Every sentence of MacLeod’s brilliant story was like a lasso repeatedly looped around me, binding me tighter and tighter to my chair. If, by some freak chance, a catastrophic storm suddenly tore through the auditorium, I’d have remained unmoved until he finished. And if, even more incredibly, MacLeod were swept up into the storm’s funnel, I was prepared to follow him and search out the eye of the whirlwind in order to settle back in and finish the tale.

Luckily, the weather conditions remained calm as MacLeod read and he finished the story without incident. He put the book down and the audience actually roared with applause. He politely acknowledged it before shuffling back to his seat.

On the way out of the building that day, I once again passed MacLeod in the hallway. This time I panicked. He approached alone, and I wanted to tell him how much I admired his story, and how I was fidgeting in my seat the whole time afterward because I couldn’t wait to run to the nearest bookstore to pick up a copy. I wanted to ask him if he’d come to my house and read the stories aloud to me.

Instead, when we passed, I simply smiled. He smiled back and wished me a good day. Years later, I still remember him in that long hallway. His grey cap. His green sweater. His kind words for a complete stranger.

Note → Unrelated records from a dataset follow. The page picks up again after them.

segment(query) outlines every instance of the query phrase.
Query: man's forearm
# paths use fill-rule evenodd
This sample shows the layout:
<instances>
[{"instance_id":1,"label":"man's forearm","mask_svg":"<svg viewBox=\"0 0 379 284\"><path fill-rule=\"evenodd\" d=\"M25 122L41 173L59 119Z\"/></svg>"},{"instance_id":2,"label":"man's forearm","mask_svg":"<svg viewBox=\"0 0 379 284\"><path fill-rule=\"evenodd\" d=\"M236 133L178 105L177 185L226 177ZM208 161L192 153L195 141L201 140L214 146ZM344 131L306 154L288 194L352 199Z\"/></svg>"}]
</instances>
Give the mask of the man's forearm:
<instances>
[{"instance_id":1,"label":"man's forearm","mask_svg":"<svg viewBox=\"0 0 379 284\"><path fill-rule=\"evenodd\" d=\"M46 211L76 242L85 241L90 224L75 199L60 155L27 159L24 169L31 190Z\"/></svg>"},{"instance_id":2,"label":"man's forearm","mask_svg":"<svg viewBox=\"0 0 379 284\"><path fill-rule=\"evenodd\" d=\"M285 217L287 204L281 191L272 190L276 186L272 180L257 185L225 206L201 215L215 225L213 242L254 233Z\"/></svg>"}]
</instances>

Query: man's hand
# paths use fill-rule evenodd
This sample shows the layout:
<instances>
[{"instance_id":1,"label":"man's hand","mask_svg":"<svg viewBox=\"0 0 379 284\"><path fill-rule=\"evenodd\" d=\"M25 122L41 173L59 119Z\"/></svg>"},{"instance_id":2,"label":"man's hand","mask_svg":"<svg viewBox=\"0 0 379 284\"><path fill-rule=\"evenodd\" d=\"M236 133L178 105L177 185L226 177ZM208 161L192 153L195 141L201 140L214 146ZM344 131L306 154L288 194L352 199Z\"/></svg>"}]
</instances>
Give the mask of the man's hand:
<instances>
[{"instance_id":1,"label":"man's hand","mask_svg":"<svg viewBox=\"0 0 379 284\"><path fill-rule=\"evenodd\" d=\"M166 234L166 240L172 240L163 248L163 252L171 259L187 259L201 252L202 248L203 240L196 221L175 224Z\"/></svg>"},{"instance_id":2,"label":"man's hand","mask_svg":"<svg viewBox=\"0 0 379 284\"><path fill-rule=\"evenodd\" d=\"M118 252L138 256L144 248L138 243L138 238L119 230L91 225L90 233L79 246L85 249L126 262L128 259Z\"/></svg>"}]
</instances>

I can’t fathom the void MacLeod, with his two short story collections and a celebrated, award-winning novel, No Great Mischief, has left in Canadian literature. I did, in fact, raid the first bookstore I could find that day and bought a copy of As Birds Bring Forth the Sun. It’s propped up beside me on my desk as I write this.

I know a lot more about writing now than I did when I entered the Humber School for Writers. However, every time I re-read MacLeod’s story I realize just how much there still is to learn.

Alistair MacLeod suffered a stroke in January and passed away last week at the age of 77.